Florian Zeller, the multi award-winning French novelist and playwright, is as successful in London as he is in Paris. He is the most popular French dramatist in the UK since Jean Anouilh.
His many plays include The Father and The Son, which you may also have seen on film. His regular translator is Christopher Hampton.
The Truth, one of his earliest works, is a typical French boulevard comedy. Theatregoers, who know the plays of Harold Pinter, will recognise how much it owes to Pinter’s Betrayal.
Zeller has said there is no psychological coherence in The Truth and that each scene should be played by disregarding the rest of the play.
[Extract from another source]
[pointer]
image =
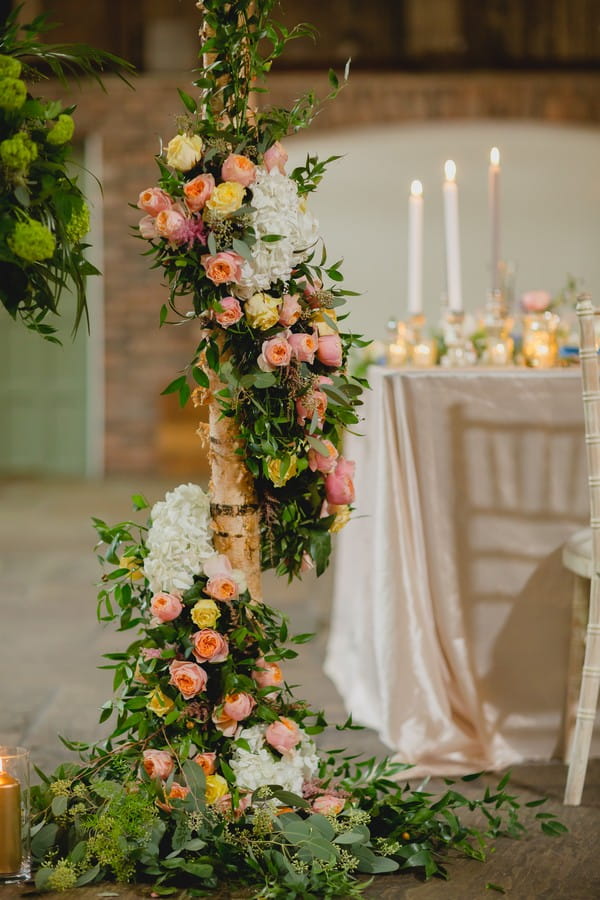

Michel (Stephen Mangan) has had a long-term affair with Alice (Sarah Hadland), the wife of his best friend, Paul (Ardal O’Hanlon). He is outraged when he learns that Paul knew all along from the very beginning of the affair and didn’t tell him he knew.
Michel thinks it’s all right for him to be cheating on his wife (Janie Dee) and best friend and lying about it; but it is not all right for his wife his best friend and his mistress to be cheating on him and lying.
Michel is an arrogant hypocrite, and Stephen Mangan plays up the hypocrisy and arrogance to good comic effect in Lindsay Posner’s production. He commands the stage. Janie Dee is also particularly good.